Barely eight hours later, Marcos announced to the world that “communist hit man” Rolando Galman had killed Ninoy Aquino.
Of course no one believed Marcos and a fact-finding commission he formed in response to world public opinion determined that 16 soldiers were responsible for Ninoy’s murder and they were so charged.
After the soldiers were all convicted of conspiracy in the killing of Ninoy and sentenced to life imprisonment in the Muntinglupa penitentiary, one of them, M/Sgt. Pablo Martinez, later became a born-again Christian and publicly disclosed what the other convicted soldiers refused to do.
In his affidavit, Martinez revealed that he was assigned by Col. Romeo Ochoco, then deputy commander of the Aviation Security Command (Avsecom); Brig. Gen. Romeo Gatan of the Philippine Constabulary (PC); and Herminio Gosuico, a civilian businessman from Nueva Ecija, to escort Galman from a hotel near the airport to the tarmac, to await the arrival of Ninoy from Taipei.
Witnesses who testified at the Agrava Fact-Finding Commission had previously identified Gosuico, a known associate of Marcos crony Danding Cojuangco – along with Air Force Col. Arturo Custodio and two others – as the men who fetched Galman from his home in San Miguel, Bulacan, on August 17, 1983.
Martinez revealed that he was personally recruited for the special assignment by Col. Ochoa, whom he had previously served under. Martinez reported that he and Galman were briefed on the assassination plan at the Carlston Hotel near the domestic airport on the night of August 20, 1983. Briefing them on the details were Gen. Gatan, Col. Ochoco and Gosuico. That evening, Col. Ochoco gave Galman a .357 Magnum revolver, while Martinez was given a Smith & Wesson .38 cal .revolver. Galman had no idea that would be his last evening alive.
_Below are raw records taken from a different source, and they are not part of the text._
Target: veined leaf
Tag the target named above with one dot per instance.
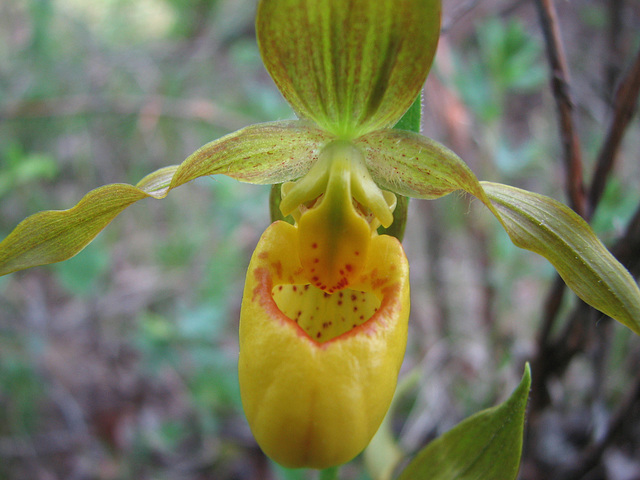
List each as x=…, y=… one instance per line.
x=413, y=165
x=553, y=230
x=410, y=164
x=352, y=66
x=266, y=153
x=486, y=446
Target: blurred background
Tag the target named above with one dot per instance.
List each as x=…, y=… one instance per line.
x=121, y=363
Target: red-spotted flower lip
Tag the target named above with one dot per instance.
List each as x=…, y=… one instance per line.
x=385, y=291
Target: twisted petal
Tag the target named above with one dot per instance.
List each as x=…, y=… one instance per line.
x=352, y=66
x=318, y=370
x=265, y=153
x=412, y=165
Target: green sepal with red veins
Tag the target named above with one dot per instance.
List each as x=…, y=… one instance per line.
x=412, y=165
x=266, y=153
x=351, y=66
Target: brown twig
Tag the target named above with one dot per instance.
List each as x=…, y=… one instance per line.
x=542, y=365
x=592, y=455
x=564, y=104
x=624, y=106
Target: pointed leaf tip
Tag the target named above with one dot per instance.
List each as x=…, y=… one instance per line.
x=487, y=445
x=551, y=229
x=265, y=153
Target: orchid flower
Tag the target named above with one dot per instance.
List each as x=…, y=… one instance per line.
x=324, y=317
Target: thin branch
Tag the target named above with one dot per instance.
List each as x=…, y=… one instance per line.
x=624, y=104
x=564, y=104
x=627, y=248
x=592, y=455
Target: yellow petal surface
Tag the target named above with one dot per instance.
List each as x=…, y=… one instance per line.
x=315, y=388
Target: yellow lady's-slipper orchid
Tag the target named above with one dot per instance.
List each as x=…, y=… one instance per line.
x=323, y=325
x=326, y=301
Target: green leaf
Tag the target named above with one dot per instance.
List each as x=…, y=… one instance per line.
x=413, y=165
x=553, y=230
x=352, y=66
x=485, y=446
x=266, y=153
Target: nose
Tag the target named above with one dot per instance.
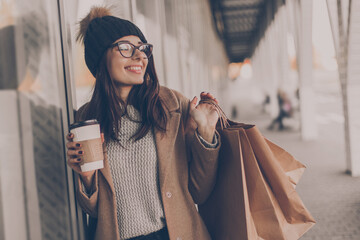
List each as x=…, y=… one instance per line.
x=138, y=55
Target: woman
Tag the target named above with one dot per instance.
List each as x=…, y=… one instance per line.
x=161, y=149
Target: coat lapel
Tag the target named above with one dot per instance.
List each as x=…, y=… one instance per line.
x=164, y=145
x=165, y=142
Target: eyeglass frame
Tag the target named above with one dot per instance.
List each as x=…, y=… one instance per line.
x=135, y=47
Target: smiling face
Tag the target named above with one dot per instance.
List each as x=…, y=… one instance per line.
x=126, y=72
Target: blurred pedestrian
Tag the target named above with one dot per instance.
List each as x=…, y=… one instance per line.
x=285, y=110
x=161, y=148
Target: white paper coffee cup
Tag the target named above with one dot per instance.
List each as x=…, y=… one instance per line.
x=87, y=133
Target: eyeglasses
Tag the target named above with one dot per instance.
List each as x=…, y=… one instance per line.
x=127, y=49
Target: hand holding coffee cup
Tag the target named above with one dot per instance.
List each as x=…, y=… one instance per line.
x=85, y=153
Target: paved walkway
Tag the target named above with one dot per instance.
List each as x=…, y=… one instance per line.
x=331, y=195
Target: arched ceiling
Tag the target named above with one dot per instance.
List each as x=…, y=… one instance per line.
x=241, y=23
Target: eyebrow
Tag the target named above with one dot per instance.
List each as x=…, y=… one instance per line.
x=126, y=41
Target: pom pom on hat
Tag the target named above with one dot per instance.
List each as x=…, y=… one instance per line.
x=99, y=30
x=95, y=12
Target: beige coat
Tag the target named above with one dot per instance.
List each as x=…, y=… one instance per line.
x=187, y=172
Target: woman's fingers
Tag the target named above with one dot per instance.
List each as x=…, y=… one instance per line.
x=74, y=153
x=193, y=103
x=102, y=138
x=73, y=145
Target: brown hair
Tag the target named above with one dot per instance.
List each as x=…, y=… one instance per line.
x=108, y=108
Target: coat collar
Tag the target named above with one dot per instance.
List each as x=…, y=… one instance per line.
x=165, y=142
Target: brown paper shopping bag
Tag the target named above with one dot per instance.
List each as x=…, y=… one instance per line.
x=254, y=196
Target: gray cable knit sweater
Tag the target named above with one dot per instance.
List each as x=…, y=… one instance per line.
x=134, y=171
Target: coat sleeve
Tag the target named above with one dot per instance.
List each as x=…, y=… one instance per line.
x=202, y=160
x=88, y=201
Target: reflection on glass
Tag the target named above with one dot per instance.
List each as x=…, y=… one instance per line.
x=29, y=84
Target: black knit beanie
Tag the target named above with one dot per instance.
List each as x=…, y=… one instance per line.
x=99, y=30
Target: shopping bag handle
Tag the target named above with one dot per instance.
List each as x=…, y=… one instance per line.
x=224, y=123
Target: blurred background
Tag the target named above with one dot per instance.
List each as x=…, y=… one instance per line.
x=288, y=66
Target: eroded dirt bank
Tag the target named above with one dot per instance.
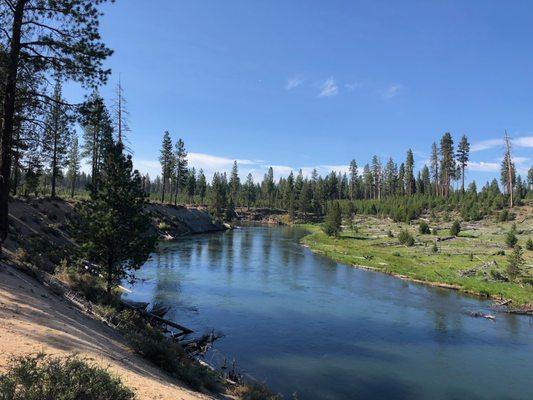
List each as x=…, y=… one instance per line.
x=33, y=319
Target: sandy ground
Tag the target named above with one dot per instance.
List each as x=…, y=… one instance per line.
x=32, y=319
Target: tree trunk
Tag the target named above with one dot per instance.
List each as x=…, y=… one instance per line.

On the morning of August 21, 1983, just before Martinez brought Galman to the airport, he said that Galman’s mistress, Anna Oliva, and her sister, Catherine, were brought by soldiers to the Carlston Hotel to have breakfast with Galman. The two women were last seen at their workplace on September 4, 1983 when armed men picked them up. Their corpses were later exhumed from a sugarcane field in Capas, Tarlac in 1988 in a hacienda owned by Danding Cojuangco.
Galman’s wife, Lina Lazaro, was picked up at her home by two men on January 29, 1984 and was never seen again. During the Agrava fact-finding inquiry, Gosuico was identified by Galman’s son and stepdaughter as one of the two men who picked up their mother.
Despite all the testimonies implicating them to Ninoy’s assassination, neither Col. Ochoco, Gen. Gatan nor Gosuico were ever charged with involvement in the conspiracy to kill Ninoy.
Former Justice Secretary Raul Gonzalez was a Sandiganbayan prosecutor under President Cory Aquino when he came upon a witness with critical evidence, who was willing to testify under certain conditions. Gonzalez went to President Cory in Malacanang to tell her that the witness demanded protection for herself and her three kids. Before Cory would agree to the terms, she asked Gonzalez who the witness would name as the mastermind.
When Gonzalez answered that she would name her first cousin, Danding Cojuangco, Pres. Cory reportedly responded, “Impossible! It cannot be!” She refused the witness’ request for protection and the witness eventually disappeared.
Gen. Romeo Gatan later died of a heart ailment. Hermie Gosuico died under what would be described as mysterious circumstances, leading Abaya to ask: “Did he die of illness or accident, or was he eliminated because he knew too much?"
Of the original known conspirators named by Martinez, only Col. Ochoco is still breathing, reportedly with his family somewhere in Stockton, California.
But Imelda Marcos and San Miguel Corporation CEO Danding Cojuangco are still very much alive and they know all too well who ordered the hit on Ninoy Aquino 26 years ago this week. They can spoil the suspense.